Materials containing (SrPb)TiO.sub.3 as a main component have been reported as materials used for high voltage capacitors (Hirotaka YAMAMOTO et al., Nihon Ceramics Kyokai Gakujutsu Ronbunshi (Journal of the Ceramic Society of Japan), Vol. 97, No. 6, pages 619-622, 1989, and Publication of Unexamined Japanese Patent Application (Tokkai Sho) No. 60-189107). These reports describe that the materials have a high dielectric constant of 2800 and are not greatly changed in static capacity for a DC bias voltage.
However, when a DC bias voltage is applied to a material with a high dielectric constant, piezoelectricity is induced and thus mechanical vibration is induced by a superimposed high frequency electric field through electromechanical coupling. For instance, when the material is used for an input or output capacitor in a switching power supply and the vibration resonates at the switching frequency, an unwanted ripple current flows, thus increasing loss energy in the capacitor, which contributes to temperature rise. As an experiment, a multilayer capacitor that was formed of dielectrics represented by a formula, Pb.sub.0.94 Sr.sub.0.05 (Mg.sub.1/3 Nb.sub.2/3).sub.0.49 (Zn.sub.1/3 Nb.sub.2/3).sub.0.21 Ti.sub.0.215 (Ni.sub.1/2 W.sub.1/2).sub.0.0425 O.sub.3, that were lead-based relaxers and electrodes made of a silver-palladium alloy was produced, and was used in the above-mentioned circuit. The capacitor had an outer size of 5.times.6.times.1.6 mm, an electrode surface area per layer was 20 mm.sup.2, the number of effective layers was 20, and one dielectric layer had a thickness of 23 .mu.m. In this capacitor, the fluctuation in frequency of the impedance was checked under the application of no DC bias voltage. As shown in FIG. 1(a), LC resonance was found in the vicinity of 1 MHz, but no resonance was found at other frequencies. However, when a DC bias voltage of 40 V was applied to the capacitor, as shown in FIG. 1(b), unwanted resonances were observed in the vicinity of 300 kHz and 2 MHz. It was proved that vibrations in an inplane direction and in a thickness direction were excited due to piezoelectricity induced by the DC bias voltage, which resonated at frequencies determined by the sizes in length and width and the size in thickness of the capacitor, thus causing the unwanted resonances. Even when a DC bias voltage of about 5 V was applied, the above-mentioned unwanted resonances still occurred, although they became weak.

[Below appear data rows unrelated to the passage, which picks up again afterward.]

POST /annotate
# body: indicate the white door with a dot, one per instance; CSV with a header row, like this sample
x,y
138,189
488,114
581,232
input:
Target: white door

In materials with high dielectric constants, the increase in dielectric loss depending on high frequency electric field strength cannot be avoided. For instance, in the above-mentioned capacitor, a value of tan .delta. was about 0.5% when being measured with a signal of 0.01 V and 1 kHz. However, when being measured with a signal of 10 V and 1 kHz, the value of tan .delta. increased to 1.2%. When a 0.22 .mu.F multilayer capacitor to which commercially available barium titanate dielectrics were applied, which was employed as a capacitor having the B-level characteristic described above, was measured with a signal of 1 kHz, the value of tan .delta. was 0.75% at 0.01 V but increased to 3.5% by the application of a voltage of 15 V. In this capacitor, a dielectric had a thickness of 55 .mu.m. Usually, a switching power supply operates at frequencies of at least several tens to several hundreds kHz. In this case, the increase of tan .delta. depending on the high frequency electric field strength increases the loss in the circuit.
In addition, materials containing (SrPb)TiO.sub.3 as a main component have a high firing temperature of 1220.degree. C. and therefore cannot be used for obtaining an inexpensive multilayer capacitor.